Les gamins du quartier de la Navaggia et sans doute d’autres quartiers, nous gardions précieusement, pour l’occasion, un fond de gomina ou de brillantine récoltée chez un coiffeur ou chez quelque fortuné du coin qui arrivait en bout de réserve coiffante. Le short bleu cæruleum attendait dans un coin de l’armoire, bien repassé en vue du jour le plus fourni en jeux pour adolescents. Des spartiates nickel, la chemise fleurie, un chapeau de paille acheté chez Reine certaines années, parfois une paire de lunettes de soleil de l’avant dernier cri. Un peu d’eau de toilette, entêtante si possible, nous emparfumait plus que de raison pour attirer ou du moins épater les demoiselles. Hélas, ces dernières avaient déjà arrêté leur choix bien avant la fête du village et aucune fragrance, même venue du continent, n’influençait leur préférence. Quoiqu’en disaient les garçons qui croyaient avoir conquis la donzelle, c’était elle qui portait son dévolu sur le gaillard du moment. C’était elle qui choisissait et l’autre qui fanfaronnait, en se prenant pour le roi de la conquête. Le gaillard du moment, car il arrivait que la jeune amoureuse découvre assez vite que gaillard rimait plus avec vantard ou tocard que bon rancard. Cela n’arrangeait pas nos affaires non plus. Pas grave, nous savions rêver. Le rêve est libre et sans entraves, nous l’autorisions à largement divaguer.
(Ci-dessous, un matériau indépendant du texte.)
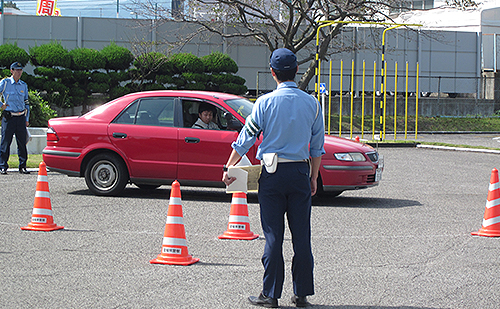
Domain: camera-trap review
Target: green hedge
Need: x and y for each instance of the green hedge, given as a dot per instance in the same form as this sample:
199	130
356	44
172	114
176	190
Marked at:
65	78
Mieux valait donc, se présenter à la fête avec quelques piécettes sonnantes et trébuchantes quitte à embarquer une fille dans un jeu, pour des prunes seulement. Les côtoyer quelques maigres minutes était une victoire ou du moins une fierté de basse-cour. Un cocorico aphone mais fort réjouissant. Ça donnait du courage pour plus tard et souvent bien plus tard.

Les oncles et tantes fraîchement arrivés de Marseille ou de Paname nous offraient une grosse pièce de cinq francs contre une bise à tonton ou à tata et même aux deux. Un maigre butin offert de manière ostentatoire comme s’ils venaient de faire un sacré don pour la bonne cause. Le jambon familial pendu à la poutre maîtresse de la salle à manger était gardé et entamé pour eux. Jusque-là, pour nous, tintin ! Nous nous contentions du morceau de lard, lui aussi pendu au plafond et qui huilait le linoléum en suintant sous l’effet de la chaleur.
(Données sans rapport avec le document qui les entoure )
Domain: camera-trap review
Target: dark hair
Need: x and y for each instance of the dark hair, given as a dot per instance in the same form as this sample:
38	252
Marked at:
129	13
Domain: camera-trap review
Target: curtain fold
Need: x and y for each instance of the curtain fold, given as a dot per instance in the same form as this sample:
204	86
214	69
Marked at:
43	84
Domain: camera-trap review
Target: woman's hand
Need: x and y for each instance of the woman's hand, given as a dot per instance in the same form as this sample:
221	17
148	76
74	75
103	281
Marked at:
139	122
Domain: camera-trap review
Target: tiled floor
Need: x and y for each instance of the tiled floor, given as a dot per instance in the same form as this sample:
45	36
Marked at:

Le plus généreux de tous était Marco, le voisin. Bien plus fortuné que nous, je le soupçonnais de nous embaucher pour un travail superfétatoire afin de donner un sens à son offrande conséquente. Il nous demandait de repeindre la porte de son hangar situé à deux kilomètres de sa maison, en nous fournissant peinture et pinceaux. Il ne contrôlait rien, il se contentait de nous demander si cela fut facile, si la peinture était suffisante. Il nous payait grassement avec un gros billet qui nous aurait permis de traverser aisément au moins deux fêtes de la Saint Laurent. Nous connaissions la valeur de l’argent courant, ce n’est qu’avec son offrande que nous avions l’occasion d’enfouir du lourd dans notre poche.

Marco, l’homme au chapeau. (Capture vidéo)
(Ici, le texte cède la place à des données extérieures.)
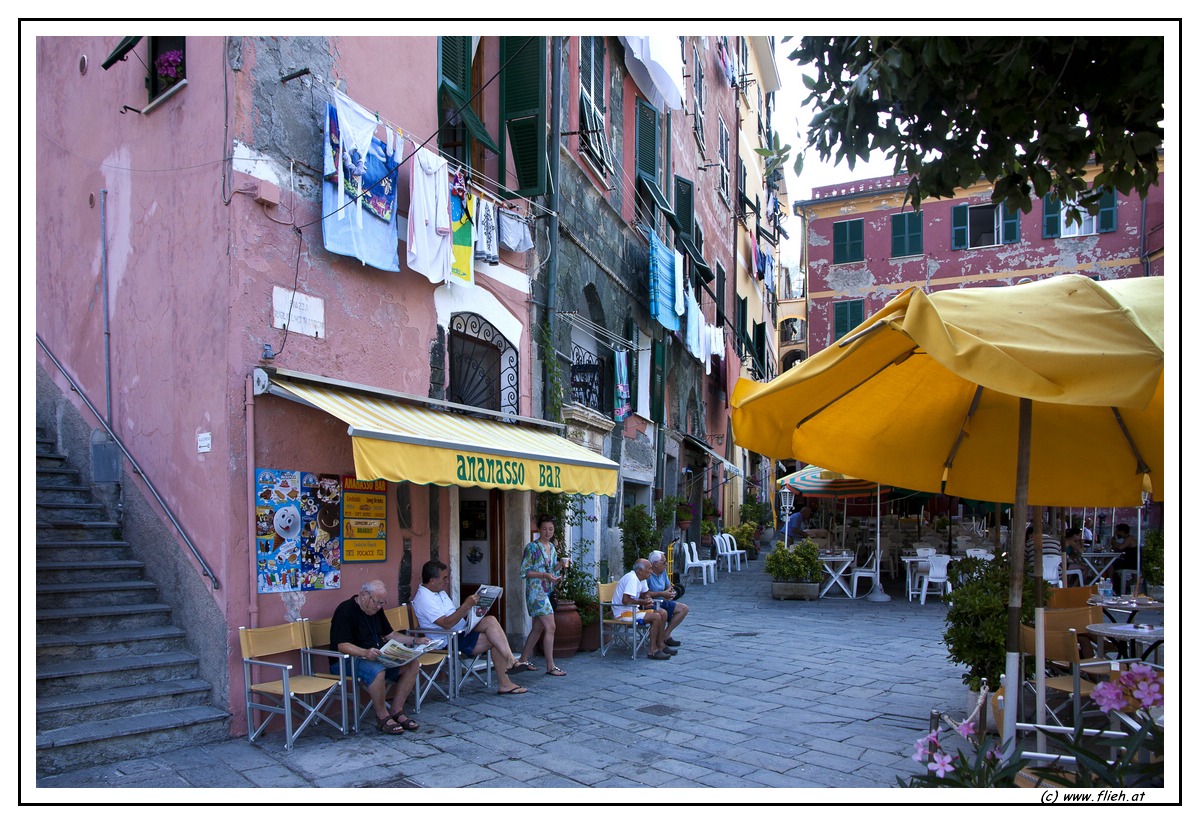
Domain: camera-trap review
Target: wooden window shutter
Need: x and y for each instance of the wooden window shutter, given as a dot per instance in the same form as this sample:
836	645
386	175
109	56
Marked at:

Nous savions qu’il ne contrôlerait pas mais nous faisions correctement le travail, c’était notre manière de respecter l’homme de confiance et de mériter le « salaire » qui nous paraissait démesuré.

C’est grâce à lui que nous avons festoyé à la Saint Laurent comme tout le monde. Il existe des gens discrets qui regardent de loin, qui font mine de rien et qui ont tout compris. Marco était de ceux-là. J’ai appris à lire avec son vieux dictionnaire du début du siècle dernier, c’est sa sœur Denise qui me l’avait donné en cachette me demandant de garder le secret au cas où son frère le chercherait… Aujourd’hui, il y a prescription. Je l’avais planqué sous le lit, il nourrissait mon vocabulaire tous les soirs en le consultant sous les draps à la lumière d’une lampe alimentée par une pile Wonder. Sans le savoir, Marco m’avait fait double offrande, sans son Larousse illustré, j’aurais sans doute fait plus maigre récolte… de mots.

Course à l’œuf.

1 Comments

  1. Les gens comme Marco sont des gens précieux à leur manière digne et pudique de manifester leur attention et confiance aux autres. C’est bien aussi de le faire savoir.